Ortho Therapeutics, a global gene therapy leader, developed Libmeldy for the treatment of metachromatic leukodystrophy (MLD) in children.

MLD is a rare hereditary disease characterized by accumulation of fats called sulfatides and causes the destruction of the protective fatty layer (myelin sheath) surrounding the nerves in both the central nervous system and the peripheral nervous system.

The disease is classified into three categories late-infantile MLD, juvenile MLD, and adult MLD with all having varying symptoms like difficulty in talking, seizures, difficulty walking, personality changes, and behavior changes.

Patients with the late-infantile form of MLD, which is the most common and rapidly progressing type, deteriorate quickly and have a life expectancy of five to eight years old.

Children with early juvenile MLD have a life expectancy of between ten and twenty years after symptoms onset.

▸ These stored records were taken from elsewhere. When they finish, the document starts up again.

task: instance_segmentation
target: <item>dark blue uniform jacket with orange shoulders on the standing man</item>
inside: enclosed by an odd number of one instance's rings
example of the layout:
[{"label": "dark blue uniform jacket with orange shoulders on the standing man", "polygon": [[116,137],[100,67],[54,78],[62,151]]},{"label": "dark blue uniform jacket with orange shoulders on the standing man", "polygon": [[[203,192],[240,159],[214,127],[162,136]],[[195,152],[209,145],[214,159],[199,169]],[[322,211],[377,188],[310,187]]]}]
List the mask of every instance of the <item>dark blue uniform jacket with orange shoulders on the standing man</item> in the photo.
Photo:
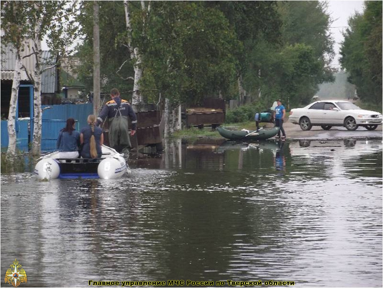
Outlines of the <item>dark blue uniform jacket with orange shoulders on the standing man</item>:
[{"label": "dark blue uniform jacket with orange shoulders on the standing man", "polygon": [[100,115],[97,117],[97,126],[101,123],[104,123],[106,118],[113,119],[117,115],[119,116],[119,111],[121,116],[128,116],[132,123],[132,130],[137,130],[137,116],[134,113],[132,106],[129,105],[128,101],[115,97],[114,99],[106,102],[102,108]]}]

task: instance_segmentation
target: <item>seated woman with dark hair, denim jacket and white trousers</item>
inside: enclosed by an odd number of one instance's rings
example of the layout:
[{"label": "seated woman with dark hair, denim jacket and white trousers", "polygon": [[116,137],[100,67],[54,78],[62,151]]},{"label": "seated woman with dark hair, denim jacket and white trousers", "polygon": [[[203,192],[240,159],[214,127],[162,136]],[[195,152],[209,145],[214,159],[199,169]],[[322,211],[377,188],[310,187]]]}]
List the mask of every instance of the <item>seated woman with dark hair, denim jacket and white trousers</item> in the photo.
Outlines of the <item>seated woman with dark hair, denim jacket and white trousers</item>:
[{"label": "seated woman with dark hair, denim jacket and white trousers", "polygon": [[60,151],[57,158],[79,157],[80,133],[75,129],[73,118],[67,119],[65,128],[62,128],[57,137],[56,148]]}]

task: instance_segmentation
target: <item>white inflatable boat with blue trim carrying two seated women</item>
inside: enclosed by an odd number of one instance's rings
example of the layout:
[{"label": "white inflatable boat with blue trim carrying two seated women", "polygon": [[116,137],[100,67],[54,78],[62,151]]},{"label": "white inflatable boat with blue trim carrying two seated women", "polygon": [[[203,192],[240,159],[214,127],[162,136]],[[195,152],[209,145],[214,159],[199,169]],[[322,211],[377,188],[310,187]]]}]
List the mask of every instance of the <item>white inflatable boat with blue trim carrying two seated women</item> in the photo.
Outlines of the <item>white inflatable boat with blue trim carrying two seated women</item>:
[{"label": "white inflatable boat with blue trim carrying two seated women", "polygon": [[59,151],[44,155],[34,167],[39,179],[119,178],[128,171],[126,160],[115,149],[103,145],[101,158],[57,158]]}]

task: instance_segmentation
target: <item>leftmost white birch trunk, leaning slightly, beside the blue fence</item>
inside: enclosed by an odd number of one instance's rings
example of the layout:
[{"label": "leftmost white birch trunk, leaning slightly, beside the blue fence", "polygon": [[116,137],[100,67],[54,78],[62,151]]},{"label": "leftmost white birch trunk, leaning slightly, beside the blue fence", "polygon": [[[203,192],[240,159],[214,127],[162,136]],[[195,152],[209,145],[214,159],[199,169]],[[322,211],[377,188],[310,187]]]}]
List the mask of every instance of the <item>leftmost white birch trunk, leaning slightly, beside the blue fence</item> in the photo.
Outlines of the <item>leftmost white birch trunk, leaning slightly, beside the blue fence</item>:
[{"label": "leftmost white birch trunk, leaning slightly, beside the blue fence", "polygon": [[11,100],[9,103],[9,113],[8,113],[8,150],[7,153],[10,155],[15,155],[16,152],[16,105],[18,101],[19,86],[21,80],[21,71],[23,70],[23,61],[20,57],[20,51],[16,51],[16,65],[15,71],[13,72],[13,82],[12,82],[12,91],[11,91]]}]

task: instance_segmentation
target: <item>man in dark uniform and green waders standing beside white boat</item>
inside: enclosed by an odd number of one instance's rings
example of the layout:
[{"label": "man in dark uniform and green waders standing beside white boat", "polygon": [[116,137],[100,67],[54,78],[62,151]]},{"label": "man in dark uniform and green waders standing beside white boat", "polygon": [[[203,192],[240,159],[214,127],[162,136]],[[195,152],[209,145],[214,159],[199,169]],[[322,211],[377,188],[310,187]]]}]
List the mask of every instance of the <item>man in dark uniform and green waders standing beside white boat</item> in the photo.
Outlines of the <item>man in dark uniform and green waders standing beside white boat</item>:
[{"label": "man in dark uniform and green waders standing beside white boat", "polygon": [[132,123],[130,135],[133,136],[137,128],[137,116],[128,101],[120,98],[120,93],[117,88],[113,88],[110,91],[110,97],[112,100],[106,102],[100,115],[97,117],[97,126],[103,124],[106,118],[108,118],[109,145],[117,152],[127,156],[129,155],[129,148],[131,148],[128,117]]}]

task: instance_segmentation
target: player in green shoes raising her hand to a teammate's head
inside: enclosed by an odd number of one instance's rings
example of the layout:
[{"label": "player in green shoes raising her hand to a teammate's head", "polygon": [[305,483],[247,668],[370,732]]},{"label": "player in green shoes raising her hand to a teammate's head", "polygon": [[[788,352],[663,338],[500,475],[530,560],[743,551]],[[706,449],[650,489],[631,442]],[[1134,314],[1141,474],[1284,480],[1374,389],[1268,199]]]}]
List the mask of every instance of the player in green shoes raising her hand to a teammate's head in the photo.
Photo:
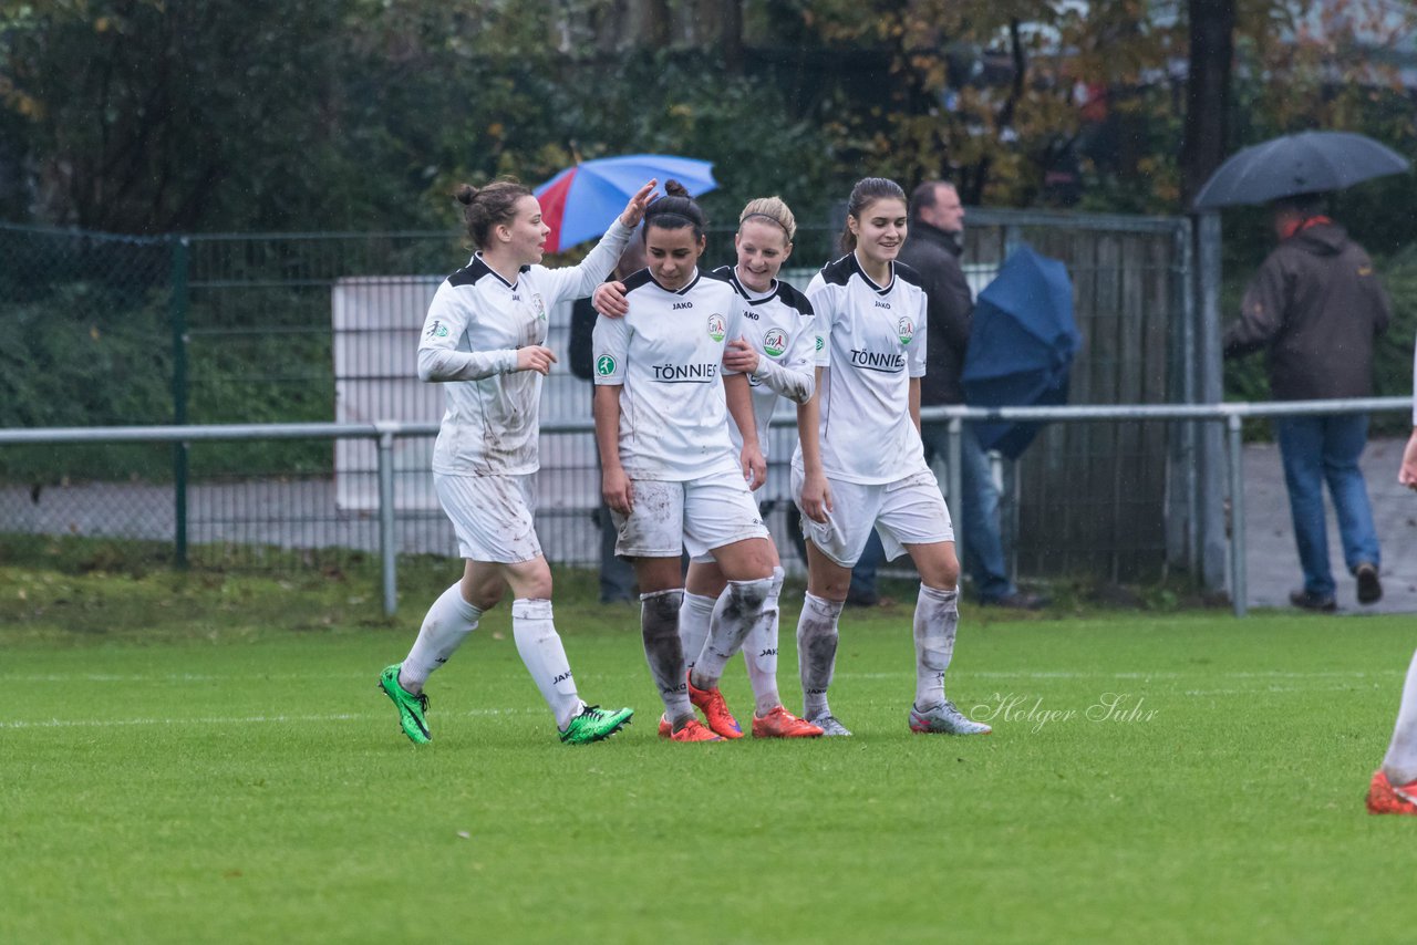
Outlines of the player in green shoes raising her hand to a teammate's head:
[{"label": "player in green shoes raising her hand to a teammate's head", "polygon": [[434,446],[434,486],[466,560],[462,579],[424,618],[402,663],[380,674],[404,734],[432,740],[424,683],[448,662],[485,611],[510,585],[517,653],[555,714],[563,742],[599,741],[633,714],[587,706],[575,690],[551,618],[551,570],[533,523],[541,377],[555,354],[546,347],[547,316],[561,302],[588,296],[615,266],[655,181],[645,184],[584,262],[547,269],[550,228],[521,184],[482,190],[463,184],[468,234],[478,247],[468,265],[434,295],[418,346],[418,377],[441,383],[446,412]]}]

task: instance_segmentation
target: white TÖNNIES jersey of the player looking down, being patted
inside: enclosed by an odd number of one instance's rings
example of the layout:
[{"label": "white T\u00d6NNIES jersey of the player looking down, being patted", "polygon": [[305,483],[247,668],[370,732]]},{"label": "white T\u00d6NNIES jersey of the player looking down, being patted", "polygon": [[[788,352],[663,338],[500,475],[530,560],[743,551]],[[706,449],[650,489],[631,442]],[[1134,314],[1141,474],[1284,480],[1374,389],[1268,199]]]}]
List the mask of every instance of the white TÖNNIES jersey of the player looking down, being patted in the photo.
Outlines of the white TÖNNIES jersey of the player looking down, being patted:
[{"label": "white T\u00d6NNIES jersey of the player looking down, being patted", "polygon": [[597,319],[595,384],[619,385],[619,455],[631,479],[737,473],[723,350],[743,330],[738,295],[694,272],[677,292],[642,269],[625,279],[623,319]]}]

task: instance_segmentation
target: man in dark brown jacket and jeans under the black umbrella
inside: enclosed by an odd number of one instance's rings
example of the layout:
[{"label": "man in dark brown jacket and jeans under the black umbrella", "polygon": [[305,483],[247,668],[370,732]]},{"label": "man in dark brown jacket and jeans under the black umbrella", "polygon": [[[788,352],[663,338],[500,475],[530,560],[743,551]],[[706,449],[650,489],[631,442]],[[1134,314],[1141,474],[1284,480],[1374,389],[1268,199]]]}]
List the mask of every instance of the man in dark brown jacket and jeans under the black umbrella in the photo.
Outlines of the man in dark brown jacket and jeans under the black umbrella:
[{"label": "man in dark brown jacket and jeans under the black umbrella", "polygon": [[[1275,201],[1274,232],[1280,245],[1246,289],[1240,322],[1226,332],[1226,357],[1264,349],[1275,400],[1372,395],[1373,341],[1391,312],[1372,259],[1323,215],[1318,194]],[[1383,596],[1382,560],[1357,465],[1367,443],[1367,415],[1277,417],[1274,429],[1304,570],[1304,588],[1289,594],[1289,602],[1308,611],[1338,608],[1323,521],[1325,482],[1338,513],[1343,562],[1357,578],[1357,602],[1376,602]]]}]

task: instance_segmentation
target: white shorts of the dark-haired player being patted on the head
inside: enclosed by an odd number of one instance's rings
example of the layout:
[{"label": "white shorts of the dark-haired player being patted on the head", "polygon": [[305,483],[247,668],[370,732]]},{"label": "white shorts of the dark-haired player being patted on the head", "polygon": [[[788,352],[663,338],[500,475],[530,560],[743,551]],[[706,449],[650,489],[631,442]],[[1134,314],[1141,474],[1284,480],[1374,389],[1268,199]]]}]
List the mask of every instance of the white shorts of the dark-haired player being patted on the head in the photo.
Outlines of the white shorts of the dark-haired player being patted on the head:
[{"label": "white shorts of the dark-haired player being patted on the head", "polygon": [[735,472],[687,482],[632,479],[635,503],[628,516],[611,511],[619,538],[615,554],[626,558],[690,558],[707,555],[745,538],[767,538],[748,485]]}]

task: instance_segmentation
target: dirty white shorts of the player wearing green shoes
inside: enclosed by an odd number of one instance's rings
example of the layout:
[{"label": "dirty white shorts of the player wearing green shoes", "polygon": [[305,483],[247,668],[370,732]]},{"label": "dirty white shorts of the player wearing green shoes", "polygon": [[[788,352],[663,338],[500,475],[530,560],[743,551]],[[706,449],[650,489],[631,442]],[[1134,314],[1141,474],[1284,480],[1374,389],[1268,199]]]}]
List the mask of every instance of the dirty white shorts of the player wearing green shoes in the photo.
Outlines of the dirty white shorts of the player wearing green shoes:
[{"label": "dirty white shorts of the player wearing green shoes", "polygon": [[536,473],[451,476],[434,473],[438,502],[452,519],[458,554],[469,561],[519,564],[541,554],[536,537]]}]

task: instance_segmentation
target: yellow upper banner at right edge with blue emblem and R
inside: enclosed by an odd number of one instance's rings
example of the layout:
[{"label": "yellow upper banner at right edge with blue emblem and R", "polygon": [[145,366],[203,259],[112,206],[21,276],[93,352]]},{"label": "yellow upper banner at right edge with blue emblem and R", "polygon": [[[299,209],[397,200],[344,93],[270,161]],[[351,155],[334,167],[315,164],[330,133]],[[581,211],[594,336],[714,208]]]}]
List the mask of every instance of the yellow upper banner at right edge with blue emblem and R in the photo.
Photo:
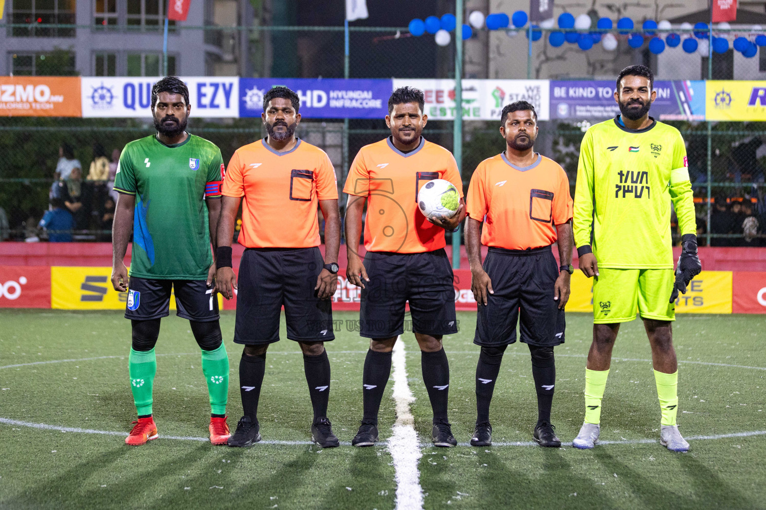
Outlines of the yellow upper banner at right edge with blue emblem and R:
[{"label": "yellow upper banner at right edge with blue emblem and R", "polygon": [[706,120],[766,120],[766,81],[710,80],[705,96]]}]

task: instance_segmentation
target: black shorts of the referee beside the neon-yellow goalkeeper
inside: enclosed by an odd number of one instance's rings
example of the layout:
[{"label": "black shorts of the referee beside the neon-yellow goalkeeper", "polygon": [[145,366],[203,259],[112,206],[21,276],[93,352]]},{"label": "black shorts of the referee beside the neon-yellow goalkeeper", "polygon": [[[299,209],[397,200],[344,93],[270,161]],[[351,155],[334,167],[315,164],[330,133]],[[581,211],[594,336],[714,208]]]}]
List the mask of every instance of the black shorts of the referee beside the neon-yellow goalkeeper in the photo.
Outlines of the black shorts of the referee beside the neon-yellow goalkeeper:
[{"label": "black shorts of the referee beside the neon-yellow goalkeeper", "polygon": [[492,280],[494,294],[478,304],[476,335],[480,346],[506,346],[516,342],[516,323],[521,310],[521,341],[533,346],[564,343],[564,310],[554,300],[558,266],[550,246],[530,250],[489,247],[484,271]]}]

MLD is an autosomal recessive genetic disorder and most of the time if a child is affected, their parents are carriers, meaning each parent will have one changed (mutated) copy and one normal copy of the ASA gene, but will not have symptoms.

The true prevalence rate of MLD is unknown, but is estimated to be between 1 in 40,000 and 1 in 160,000. The Navajo region have a higher prevalence rate of 1 in every 2,500 people though in certain populations in the Middle East, these numbers may be even higher.

There are currently no approved therapies for MLD, so management focuses on symptomatic treatment hence.

Hematopoietic stem cell transplantation (HSCT) has been reported to stabilize central demyelination and delay disease progression in some patients with juvenile MLD who are presymptomatic or at a very early symptomatic stage.

According to Research and Markets, the future competitive landscape of MLD is estimated to be very strong and prior to the update of non-recommendation of the drug, Libmeldy was among the key emerging drugs alongside Takeda’s TAK-611.

Despite the NICE rejection, Orchard has proposed a patient access scheme to make Libmeldy available to the National Health Services with a confidential discount.